Method 1 uses only variable 1
Method 2 uses both variable 2 and variable 5
Method 3 uses only variable 3
Method 4 uses only variable 4
Method 5 uses only variable 5
From the above scenario, we can generate the following graph
We can deem this class non-cohesive because most methods can be split up into different classes as we did with the first code example. (for example, Method 1 doesn’t use variables 2-5 so there’s no benefit to keeping them under the same class)
In contrast, a cohesive class would have a graph with far more edges, for example
More edges mean that each method uses more variables and splitting up is harder/less efficient/impossible.
How do we measure cohesion?
Now that we have a rough idea of what cohesion means, let’s formalize how we measure it.
Given n methods M1, M2, …, Mn contained in a class C1 which also contains a set of instance variables { Ai }. Then for any method Mi we can define the partitioned set of
P = {(Ai, Aj) | Ai ∩ Aj = φ}
Q = {(Ai, Aj) | Ai ∩ Aj ≠ φ}then LCOM = |P| - |Q|, if |P| > |Q|
=0 otherwise
LCOM is a count of the number of method pairs whose similarity is zero. [2]
Let’s break this definition down with both of the graph examples.
A1 = { V1 }
A2 = { V2, V5 }
A3 = { V3 }
A4 = { V4 }
A5 = { V5 }
A5 ∩ A2 = { V2}
And all other intersection results in empty sets, meaning that:
|P| = 9, |Q| = 1
LCOM = 8
A1 = { V1, V3, V4 }
A2 = { V2, V5 }
A3 = { V2, V3 }
A4 = { V4, V5 }
A5 = { V1, V5 }
|P| = 3, |Q| = 7
LCOM = 0
LCOM = 0 indicates a cohesive class.
LCOM > 0 indicates that the class needs or can be split into two or more classes, since its variables belong in disjoint sets. [2]

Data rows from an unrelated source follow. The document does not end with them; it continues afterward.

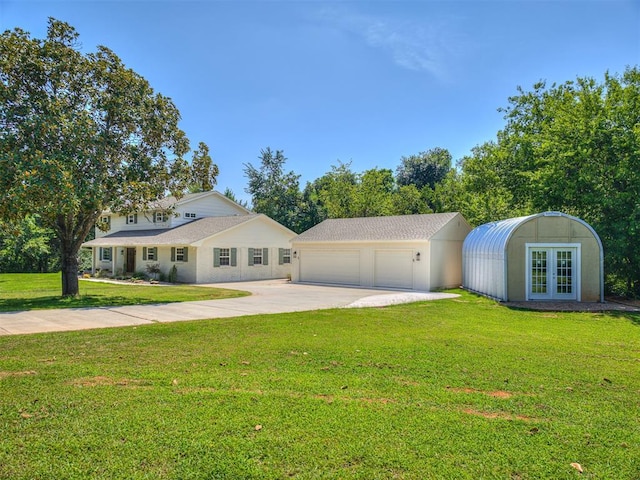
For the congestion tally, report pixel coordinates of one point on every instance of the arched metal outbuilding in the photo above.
(546, 256)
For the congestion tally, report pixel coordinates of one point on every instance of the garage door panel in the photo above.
(393, 268)
(330, 266)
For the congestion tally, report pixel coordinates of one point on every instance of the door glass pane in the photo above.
(539, 271)
(564, 272)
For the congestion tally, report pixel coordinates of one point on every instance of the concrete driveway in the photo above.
(269, 296)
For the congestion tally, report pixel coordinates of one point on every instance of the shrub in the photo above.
(153, 269)
(139, 276)
(173, 275)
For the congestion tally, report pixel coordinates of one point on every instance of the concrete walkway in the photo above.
(269, 296)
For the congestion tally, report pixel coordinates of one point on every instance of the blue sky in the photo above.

From the above example, we can understand that the cohesiveness of a class/module is a gradient, and not necessarily a yes/no question.
Mostly, in order to effectively use this metric, you set a threshold for cohesiveness - for example, if LCOM > 20 we regard the class as non-cohesive, otherwise the class is cohesive.
Closing Thoughts
To conclude, I’ll say that I hope you had an a-Ha moment, and better understood what cohesion means and how it is measured.
In the upcoming weeks, I will post the next parts of this series which will cover more software modularity metrics such as coupling and connascence.
References
[1] Fundamentals of Software Architecture, by Mark Richards, Neal Ford
[2] Chidamber, S., R., Kemerer, C., K., A Metrics Suite for Object Oriented Design, IEEE Trans. on Software Eng., Vol.20, No.6, June 1994.